**CMP585 - Structural Bioinformatics**

Cristian Lopes

*Assignment 4*

In [1]:
import pandas as pd
import numpy as np
import glob
import matplotlib.pyplot as plt
import time

# Load Data

In [2]:
def read_molecule(path):
    atoms = []
    with open(path, 'r') as f:
        for line in f:
            if line.startswith('ATOM'):
                atoms.append({'atom_name': line[12:16].strip(),
                              'element': line[77:78].strip(),
                             'residue_name': line[17:20].strip(),
                             'residue_seq_number': line[22:26].strip(),
                             'x': float(line[30:38].strip()), 
                             'y': float(line[38:46].strip()),
                             'z': float(line[46:54].strip())})
    return pd.DataFrame(atoms)

In [3]:
molecule = read_molecule('./data/1rop.pdb')

In [4]:
molecule.head(20)

Unnamed: 0,atom_name,element,residue_name,residue_seq_number,x,y,z
0,N,N,MET,1,31.007,2.29,18.034
1,CA,C,MET,1,32.39,2.582,17.546
2,C,C,MET,1,32.808,1.432,16.618
3,O,O,MET,1,32.375,0.28,16.846
4,CB,C,MET,1,33.271,2.428,18.81
5,CG,C,MET,1,34.257,3.54,18.961
6,SD,S,MET,1,35.104,3.15,20.545
7,CE,C,MET,1,33.734,3.285,21.683
8,N,N,THR,2,33.714,1.715,15.687
9,CA,C,THR,2,34.312,0.62,14.917


# Q1 - a) Peptide Bond

First of all, we define the symbol of each amino acid.

In [5]:
symbol_to_residue_name = {
    'T': 'THR', 'C': 'CYS', 'P': 'PRO', 'S': 'SER', 'I': 'ILE',
    'V': 'VAL', 'A': 'ALA', 'R': 'ARG', 'N': 'ASN', 'F': 'PHE',
    'L': 'LEU', 'G': 'GLY', 'E': 'GLU', 'D': 'ASP', 'Y': 'TYR',
    'M': 'MET', 'K': 'LYS', 'Q': 'GLN', 'H': 'HIS', 'W': 'TRP'
}

## Load Amino Acids

Then, we load the amino acids from the Protein Data Bank.

In [6]:
AMINOACID_PATH = './data/amino_acids/'
aminoacids = pd.DataFrame()

for f in glob.glob(AMINOACID_PATH + "*.pdb"):
    aminoacids = aminoacids.append(read_molecule(f))

Right now, we have a dictionnary of amino acids containing the position of each atom inside the amino acid.

## Translation and rotation

Next step is to replace each symbol of the primary structure by its corresponding residue.

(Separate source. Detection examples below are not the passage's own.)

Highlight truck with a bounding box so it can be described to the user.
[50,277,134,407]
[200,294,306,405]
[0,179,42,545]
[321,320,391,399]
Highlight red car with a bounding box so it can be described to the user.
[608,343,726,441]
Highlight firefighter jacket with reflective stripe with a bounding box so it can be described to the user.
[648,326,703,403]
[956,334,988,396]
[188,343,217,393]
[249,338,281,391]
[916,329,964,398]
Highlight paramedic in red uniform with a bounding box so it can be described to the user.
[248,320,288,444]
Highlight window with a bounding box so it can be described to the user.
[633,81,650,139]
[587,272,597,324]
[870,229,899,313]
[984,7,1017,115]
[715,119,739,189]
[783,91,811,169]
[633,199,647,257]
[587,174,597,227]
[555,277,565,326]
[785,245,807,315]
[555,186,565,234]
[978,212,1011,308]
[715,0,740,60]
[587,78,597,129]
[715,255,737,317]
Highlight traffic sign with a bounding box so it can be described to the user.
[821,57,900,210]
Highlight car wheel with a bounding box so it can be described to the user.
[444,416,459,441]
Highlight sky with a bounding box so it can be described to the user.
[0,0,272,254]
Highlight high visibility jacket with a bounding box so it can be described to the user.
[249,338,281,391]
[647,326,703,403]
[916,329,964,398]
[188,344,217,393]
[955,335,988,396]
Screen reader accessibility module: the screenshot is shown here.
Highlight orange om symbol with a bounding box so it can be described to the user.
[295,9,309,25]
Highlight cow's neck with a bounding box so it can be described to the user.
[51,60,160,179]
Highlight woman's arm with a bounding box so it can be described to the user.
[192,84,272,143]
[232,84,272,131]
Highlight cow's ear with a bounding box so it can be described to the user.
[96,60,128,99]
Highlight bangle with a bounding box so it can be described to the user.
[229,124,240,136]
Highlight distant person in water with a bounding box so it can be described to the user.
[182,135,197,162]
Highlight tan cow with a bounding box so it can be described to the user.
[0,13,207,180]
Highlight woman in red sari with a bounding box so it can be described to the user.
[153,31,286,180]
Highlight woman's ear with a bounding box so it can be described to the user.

First, we define a translation and a rotation function to move and rotate the next amino acid given the position of the previous aminoacid.

In [7]:
def translate(aminoacid, translation):
    aminoacid[['x', 'y', 'z']] = aminoacid[['x', 'y', 'z']] + translation
    return aminoacid

In [8]:
def translation_to_origin(aminoacid, ref_atom='N'):
    ref_translation = aminoacid[aminoacid.atom_name == ref_atom][['x', 'y', 'z']].values.reshape(-1)
    return ref_translation, translate(aminoacid, -ref_translation)

def rotate(aminoacid, angle_x, angle_y, angle_z):  
    Rx = [[1, 0, 0], [0, np.cos(angle_x), -np.sin(angle_x)], [0, np.sin(angle_x), np.cos(angle_x)]]
    Ry = [[np.cos(angle_y), 0, np.sin(angle_y)], [0, 1, 0], [-np.sin(angle_y), 0, np.cos(angle_y)]]
    Rz = [[np.cos(angle_z), -np.sin(angle_z), 0], [np.sin(angle_z), np.cos(angle_z), 0], [0, 0, 1]]
    R = np.dot(np.dot(Rx, Ry), Rz)
    display(R)
    
    ref_translation, aminoacid = translation_to_origin(aminoacid)
    display(aminoacid)
    aminoacid[['x', 'y', 'z']] = R.dot(aminoacid[['x', 'y', 'z']].values.T).T
    aminoacid = translate(aminoacid, ref_translation)

    return aminoacid

## Peptide Bond  Formation

A peptide bond is a chemical bond formed between two molecules when the carboxyl group of one molecule reacts with the amino group of the other molecule, releasing a molecule of water (H2O). So, given the position of the Oxygen of the carboxyl group of the previous molecule and the position of the Nitrogen of the next molecule, we can translate the next molecule in order for its Nitrogen to be around the Oxygen position of the previous molecule.

In [9]:
sequence = 'MTKQEKTALNMARFIRSQTLTLLEKLNELDADEQADICESLHDHADELYRSCLARFGDDGENL'

In [10]:
def _calculate_translation(previous_aminoacid, next_aminoacid):
    o_pos = previous_aminoacid[previous_aminoacid.atom_name == 'OC'][['x', 'y', 'z']].values.reshape(-1)
    n_pos = next_aminoacid[next_aminoacid.atom_name == 'N'][['x', 'y', 'z']].values.reshape(-1)
    return o_pos - n_pos       

def remove_H2O(aminoacid):
    return aminoacid[~aminoacid.atom_name.isin(['OC', 'HC', '1H'])]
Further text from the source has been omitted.